Interpretive Summary: Dietary arsenic (As) is thought to have a physiological role affecting the sulfur amino acid methionine. These findings suggest that arsenic could be important in the formation of methionine from its precursor homocysteine. There are two ways by which methionine can be formed from homocysteine. One pathway needs the vitamin folic acid. The other pathway needs the vitamin. This study assessed in rats the effect of dietary arsenic on these 2 pathways. The results obtained suggest that dietary arsenic affects the formation of methionine from homocysteine. The data show that arsenic-deprived rats fed low amounts of folic acid can not as efficiently make more methionine. This suggests that arsenic has a physiological role that could be important to maintain adequate amounts of methionine in the body. These data support the notion that a small amount of arsenic is needed by humans.

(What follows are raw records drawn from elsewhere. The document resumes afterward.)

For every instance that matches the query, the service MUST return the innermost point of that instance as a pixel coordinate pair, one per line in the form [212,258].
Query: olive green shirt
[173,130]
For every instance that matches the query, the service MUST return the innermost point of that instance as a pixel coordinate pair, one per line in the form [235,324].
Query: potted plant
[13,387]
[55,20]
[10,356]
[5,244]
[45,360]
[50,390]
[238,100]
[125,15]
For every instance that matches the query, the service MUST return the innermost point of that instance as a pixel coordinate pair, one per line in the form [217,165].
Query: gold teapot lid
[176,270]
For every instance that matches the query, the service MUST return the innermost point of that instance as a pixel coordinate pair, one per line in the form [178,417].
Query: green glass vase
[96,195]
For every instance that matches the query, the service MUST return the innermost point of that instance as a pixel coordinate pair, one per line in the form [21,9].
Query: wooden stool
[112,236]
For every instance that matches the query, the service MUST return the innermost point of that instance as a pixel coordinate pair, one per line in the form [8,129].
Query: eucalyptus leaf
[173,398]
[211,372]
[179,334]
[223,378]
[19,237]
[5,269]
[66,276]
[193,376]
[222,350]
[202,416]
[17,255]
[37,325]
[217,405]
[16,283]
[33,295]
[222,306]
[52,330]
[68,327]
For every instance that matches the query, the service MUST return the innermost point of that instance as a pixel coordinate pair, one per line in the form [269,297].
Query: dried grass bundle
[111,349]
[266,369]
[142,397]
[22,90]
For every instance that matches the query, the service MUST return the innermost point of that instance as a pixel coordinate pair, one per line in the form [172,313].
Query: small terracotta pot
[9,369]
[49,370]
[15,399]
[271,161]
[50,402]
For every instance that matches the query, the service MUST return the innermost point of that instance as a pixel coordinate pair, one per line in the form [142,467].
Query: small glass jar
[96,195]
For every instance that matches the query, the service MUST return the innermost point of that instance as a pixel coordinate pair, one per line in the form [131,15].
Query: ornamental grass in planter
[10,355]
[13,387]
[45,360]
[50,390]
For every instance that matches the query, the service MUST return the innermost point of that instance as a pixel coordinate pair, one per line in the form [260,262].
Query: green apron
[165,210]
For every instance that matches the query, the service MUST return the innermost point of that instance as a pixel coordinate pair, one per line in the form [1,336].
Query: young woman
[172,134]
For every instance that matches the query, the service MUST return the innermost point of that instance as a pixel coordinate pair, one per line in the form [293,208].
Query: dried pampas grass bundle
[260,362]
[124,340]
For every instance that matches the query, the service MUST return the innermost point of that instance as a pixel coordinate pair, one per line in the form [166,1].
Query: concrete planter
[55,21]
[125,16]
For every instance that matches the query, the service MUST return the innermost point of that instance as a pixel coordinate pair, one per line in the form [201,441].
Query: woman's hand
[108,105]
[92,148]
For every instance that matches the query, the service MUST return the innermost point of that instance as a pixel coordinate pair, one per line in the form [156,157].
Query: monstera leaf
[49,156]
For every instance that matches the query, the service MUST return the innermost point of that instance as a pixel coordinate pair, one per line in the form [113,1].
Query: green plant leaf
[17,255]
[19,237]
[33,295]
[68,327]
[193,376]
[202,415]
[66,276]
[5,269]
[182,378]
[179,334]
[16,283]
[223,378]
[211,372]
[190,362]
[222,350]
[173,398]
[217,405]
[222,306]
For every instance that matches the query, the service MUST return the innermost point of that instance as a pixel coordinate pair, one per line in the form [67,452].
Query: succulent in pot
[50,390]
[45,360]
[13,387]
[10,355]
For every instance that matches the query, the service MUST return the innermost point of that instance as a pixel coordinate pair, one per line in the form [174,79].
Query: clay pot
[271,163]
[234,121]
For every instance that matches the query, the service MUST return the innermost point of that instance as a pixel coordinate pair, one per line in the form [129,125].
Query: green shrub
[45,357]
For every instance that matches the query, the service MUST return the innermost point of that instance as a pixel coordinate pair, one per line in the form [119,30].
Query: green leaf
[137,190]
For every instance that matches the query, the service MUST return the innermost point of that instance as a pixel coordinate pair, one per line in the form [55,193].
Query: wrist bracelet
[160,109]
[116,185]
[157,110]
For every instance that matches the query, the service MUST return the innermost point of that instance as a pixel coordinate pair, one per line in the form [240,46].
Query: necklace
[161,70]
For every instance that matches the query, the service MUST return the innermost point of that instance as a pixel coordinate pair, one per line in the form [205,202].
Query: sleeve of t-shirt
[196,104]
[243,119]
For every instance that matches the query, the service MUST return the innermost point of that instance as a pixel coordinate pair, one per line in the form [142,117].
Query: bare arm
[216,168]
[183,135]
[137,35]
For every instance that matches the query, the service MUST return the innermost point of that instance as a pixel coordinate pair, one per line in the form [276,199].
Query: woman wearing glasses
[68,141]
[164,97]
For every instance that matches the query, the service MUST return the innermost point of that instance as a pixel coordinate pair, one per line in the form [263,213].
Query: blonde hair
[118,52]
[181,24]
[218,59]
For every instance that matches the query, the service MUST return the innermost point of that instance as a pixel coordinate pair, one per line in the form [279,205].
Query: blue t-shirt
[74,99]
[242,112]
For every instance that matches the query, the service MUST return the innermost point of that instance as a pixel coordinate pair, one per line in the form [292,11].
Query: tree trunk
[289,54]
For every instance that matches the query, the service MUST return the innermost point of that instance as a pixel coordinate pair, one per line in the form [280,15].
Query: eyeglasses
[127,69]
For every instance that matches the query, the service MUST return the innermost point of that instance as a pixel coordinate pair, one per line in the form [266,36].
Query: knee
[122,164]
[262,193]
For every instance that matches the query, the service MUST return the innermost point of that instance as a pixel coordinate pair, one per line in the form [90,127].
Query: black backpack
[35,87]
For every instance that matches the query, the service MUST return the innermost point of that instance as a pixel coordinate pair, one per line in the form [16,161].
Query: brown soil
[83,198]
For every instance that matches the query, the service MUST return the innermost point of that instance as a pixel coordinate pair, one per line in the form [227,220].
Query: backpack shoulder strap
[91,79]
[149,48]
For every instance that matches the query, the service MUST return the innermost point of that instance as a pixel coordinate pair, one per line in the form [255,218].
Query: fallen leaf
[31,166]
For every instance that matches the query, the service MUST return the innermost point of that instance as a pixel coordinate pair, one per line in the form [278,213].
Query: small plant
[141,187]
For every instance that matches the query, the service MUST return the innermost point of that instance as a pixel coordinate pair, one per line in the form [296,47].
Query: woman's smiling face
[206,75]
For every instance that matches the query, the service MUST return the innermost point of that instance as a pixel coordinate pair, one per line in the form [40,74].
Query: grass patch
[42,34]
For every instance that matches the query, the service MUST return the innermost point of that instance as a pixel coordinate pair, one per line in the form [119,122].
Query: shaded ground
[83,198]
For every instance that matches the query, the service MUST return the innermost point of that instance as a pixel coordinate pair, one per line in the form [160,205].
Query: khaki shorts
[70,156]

Technical Abstract: Dietary arsenic (As) is thought to have a physiological role in methionine (Meth) metabolism. Some studies suggest that arsenic may be important in the remethylation of homocysteine to methionine. There are two pathways by which homocysteine can be remethylated to form methionine. One pathway, catalyzed by the enzyme methionine synthase (MS), derives its methyl group from the C1 (folic acid) pool. The other pathway derives its methyl group from choline and is catalyzed by the enzyme betaine- homocysteine methyltransferase (BHMT). Thus, the objective of this study was to assess in rats the effect of arsenic deprivation on these 2 pathways. The pathways were altered by feeding either methionine or homocystine in conjunction with either folic acid or choline deficiency. The experiment was a 2 x 2 x 2 design with dietary variables arsenic (0 or 0.5 ug/g), DL-methionine or DL-homocystine (one or the other in the diet), and choline or folic acid (one or the other in the diet). The basal diet was lacking in folic acid and choline. After 54 days the arsenic deprived rats fed choline tended to weigh less than those fed supplemental As; this was not true in the FA-fed rats. MS activity was decreased in rats fed choline (no folic acid). BHMT was decreased by arsenic deprivation in rats fed dietary choline. The results suggest that dietary arsenic does affect remethylation of homocysteine. The data show that arsenic-deprived rats fed choline (no folic acid) can not as efficiently compensate with the enzyme BHMT to produce methionine. This suggests that arsenic has a physiological role related to BHMT or in the metabolism of betaine from choline, or that arsenic deprivation results in more S- adenosylhomocysteine which inhibits BHMT.